As to Protestants who allege that the law is contrary to the law of God, and therefore that they cannot with a good conscience obey it, we have very little in addition to say. There are no principles in common between them and us, on which the question can be decided. We have shown them that they are bound to obey the civil law till they can bring a higher authority than the state, and a higher than their own private judgment, to set it aside as repugnant to the law of God. This higher authority they have not, and therefore for them there is no higher law. Will they allege the Sacred Scriptures? That will avail them nothing till they show that they have legal possession of the Scriptures, and that they are constituted by Almighty God a court with authority to interpret them and declare their sense. As this is what they can never do, we cannot argue the Scriptural question with them. We will only add, that there is no passage in either the Old Testament or the New that declares it repugnant to the law of God, or law of eternal justice, to deliver up the fugitive slave to his master; and St. Paul sent back, after converting him, the fugitive slave Onesimus to his master Philemon. This is enough; for St. Paul appears to have done more than the recent law of Congress demands; he seems to have sent back the fugitive without being requested to do so by his owner; but the law of Congress only requires the fugitive to be delivered up when claimed by his master. It will not do for those who appeal to the Sacred Scriptures to maintain either that St. Paul was ignorant of the law of God, or that be acted contrary to it. This fact alone concludes the Scriptural question against them.
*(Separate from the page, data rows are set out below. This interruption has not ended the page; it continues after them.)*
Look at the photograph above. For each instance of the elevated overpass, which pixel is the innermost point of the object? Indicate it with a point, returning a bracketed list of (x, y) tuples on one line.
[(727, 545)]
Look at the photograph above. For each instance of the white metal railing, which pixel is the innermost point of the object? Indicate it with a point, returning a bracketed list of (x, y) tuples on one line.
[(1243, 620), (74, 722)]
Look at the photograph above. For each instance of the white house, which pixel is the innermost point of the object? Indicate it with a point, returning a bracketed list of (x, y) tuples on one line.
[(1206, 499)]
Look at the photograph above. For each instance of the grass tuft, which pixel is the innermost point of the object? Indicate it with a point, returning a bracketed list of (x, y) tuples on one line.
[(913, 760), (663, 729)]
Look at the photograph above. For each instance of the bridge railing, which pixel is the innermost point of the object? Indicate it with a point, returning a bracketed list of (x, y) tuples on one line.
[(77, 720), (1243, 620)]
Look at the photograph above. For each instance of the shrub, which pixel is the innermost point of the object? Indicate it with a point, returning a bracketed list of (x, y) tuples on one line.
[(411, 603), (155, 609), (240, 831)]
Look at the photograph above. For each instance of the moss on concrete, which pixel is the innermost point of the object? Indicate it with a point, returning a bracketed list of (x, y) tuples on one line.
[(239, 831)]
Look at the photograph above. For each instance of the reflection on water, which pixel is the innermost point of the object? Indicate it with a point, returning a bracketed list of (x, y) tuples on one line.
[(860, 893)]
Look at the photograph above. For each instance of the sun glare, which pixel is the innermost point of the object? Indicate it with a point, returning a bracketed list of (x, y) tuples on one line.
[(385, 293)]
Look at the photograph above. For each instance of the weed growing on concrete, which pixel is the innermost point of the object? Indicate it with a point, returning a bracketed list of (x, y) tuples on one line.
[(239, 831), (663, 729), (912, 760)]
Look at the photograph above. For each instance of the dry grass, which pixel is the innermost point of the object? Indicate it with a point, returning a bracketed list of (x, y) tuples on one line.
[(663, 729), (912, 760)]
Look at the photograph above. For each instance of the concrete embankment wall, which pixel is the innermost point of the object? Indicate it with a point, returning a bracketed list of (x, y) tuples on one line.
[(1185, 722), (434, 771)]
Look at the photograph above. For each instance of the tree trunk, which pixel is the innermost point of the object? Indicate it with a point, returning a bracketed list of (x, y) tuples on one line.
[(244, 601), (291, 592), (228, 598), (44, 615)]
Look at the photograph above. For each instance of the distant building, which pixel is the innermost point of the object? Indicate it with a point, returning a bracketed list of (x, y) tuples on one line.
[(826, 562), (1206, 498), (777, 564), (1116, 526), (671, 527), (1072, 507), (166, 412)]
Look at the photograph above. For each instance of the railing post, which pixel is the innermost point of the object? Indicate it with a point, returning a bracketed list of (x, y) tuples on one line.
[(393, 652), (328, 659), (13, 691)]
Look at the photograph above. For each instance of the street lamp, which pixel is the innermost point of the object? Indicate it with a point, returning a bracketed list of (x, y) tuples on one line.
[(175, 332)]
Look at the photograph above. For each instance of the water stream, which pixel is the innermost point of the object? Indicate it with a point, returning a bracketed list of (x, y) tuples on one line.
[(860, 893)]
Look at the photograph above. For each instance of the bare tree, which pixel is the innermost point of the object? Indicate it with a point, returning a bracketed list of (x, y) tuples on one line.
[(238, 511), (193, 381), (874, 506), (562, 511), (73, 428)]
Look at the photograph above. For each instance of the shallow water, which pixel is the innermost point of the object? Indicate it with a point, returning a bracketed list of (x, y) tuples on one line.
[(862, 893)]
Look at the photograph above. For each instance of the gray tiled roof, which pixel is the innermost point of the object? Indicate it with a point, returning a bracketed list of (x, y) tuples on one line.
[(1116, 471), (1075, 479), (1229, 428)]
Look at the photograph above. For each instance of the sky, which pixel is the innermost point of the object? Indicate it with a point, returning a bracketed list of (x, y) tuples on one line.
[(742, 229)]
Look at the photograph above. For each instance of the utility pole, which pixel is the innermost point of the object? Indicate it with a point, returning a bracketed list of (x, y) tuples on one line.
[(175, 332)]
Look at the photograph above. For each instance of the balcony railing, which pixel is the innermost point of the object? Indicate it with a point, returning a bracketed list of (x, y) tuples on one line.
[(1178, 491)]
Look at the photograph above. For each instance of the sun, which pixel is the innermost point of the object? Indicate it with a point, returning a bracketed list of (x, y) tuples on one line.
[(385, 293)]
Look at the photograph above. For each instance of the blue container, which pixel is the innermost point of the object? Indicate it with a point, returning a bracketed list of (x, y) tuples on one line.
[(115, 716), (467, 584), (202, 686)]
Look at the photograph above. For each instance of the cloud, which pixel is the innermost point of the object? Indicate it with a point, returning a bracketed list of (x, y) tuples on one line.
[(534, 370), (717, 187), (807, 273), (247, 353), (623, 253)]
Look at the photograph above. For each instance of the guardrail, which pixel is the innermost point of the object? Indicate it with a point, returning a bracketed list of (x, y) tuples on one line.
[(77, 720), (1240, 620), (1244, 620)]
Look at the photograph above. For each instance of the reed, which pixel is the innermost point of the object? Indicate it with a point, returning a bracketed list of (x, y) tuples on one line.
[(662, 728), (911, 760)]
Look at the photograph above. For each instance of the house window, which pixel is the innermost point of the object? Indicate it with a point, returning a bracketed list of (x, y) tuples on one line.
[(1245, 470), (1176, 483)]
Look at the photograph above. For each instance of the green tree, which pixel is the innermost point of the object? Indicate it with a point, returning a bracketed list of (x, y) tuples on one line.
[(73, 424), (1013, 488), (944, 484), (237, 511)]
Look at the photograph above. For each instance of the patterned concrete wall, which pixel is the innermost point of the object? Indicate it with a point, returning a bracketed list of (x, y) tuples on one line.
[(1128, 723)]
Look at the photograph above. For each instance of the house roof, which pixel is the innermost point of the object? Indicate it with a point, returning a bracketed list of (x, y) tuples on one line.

But we have detained our readers long enough. We have said more than was necessary to satisfy the intelligent and the candid, and reasoning is thrown away upon factionists and fanatics, Abolitionists and philanthropists. There is no question that the country is seriously in danger. What, with the sectionists at the North and the sectionists at the South, with the great dearth of true patriots, and still greater dearth of statesmen, in all sections of the Union, it will go hard but the Union itself receive some severe shocks. Yet we trust in God it will be preserved, although the American people are far from meriting so great a boon. After the humiliation of ourselves, and prayer to God, we see nothing to be done to save the country, but for all the friends of the Union, whether heretofore called Whigs or Democrats, to rally around the Union, and form a grand national party, in opposition to the sectionists, factionists, and fanatics, of all complexions, sorts, and sizes. It is no time now to indulge old party animosities, or to contend for old party organizations. The country is above party, and all who love their country, and wish to save the noble institutions left us by our fathers, should fall into the ranks of one and the same party, and work side by side, and shoulder to shoulder, for the maintenance of the Union and the supremacy of law. We see strong indications that such a party is rapidly forming throughout the country, and we say, let it be formed, --the sooner the better. Let the party take high conservative ground, against all sorts of radicalism and ultraism, and inscribe on its banner, THE PRESERVATION OF THE UNION, AND THE SUPREMACY OF LAW, and it will command the support, we doubt not, of a large majority of the American people, and deserve and receive, we devoutly hope, the protection of Almighty God, who, we must believe, has after all great designs in this country. Above all, let our Catholic fellow-citizens in this crisis be faithful to their duty, even though they find Mr. Fillmore's administration and our Protestant countrymen madly and foolishly hostile to them; for on the Catholic population, under God, depend the future destinies of these United States. The principles of our holy religion, the prayers of our Church, and the fidelity to their trust; of the Catholic portion of the people, are the only sure reliance left us.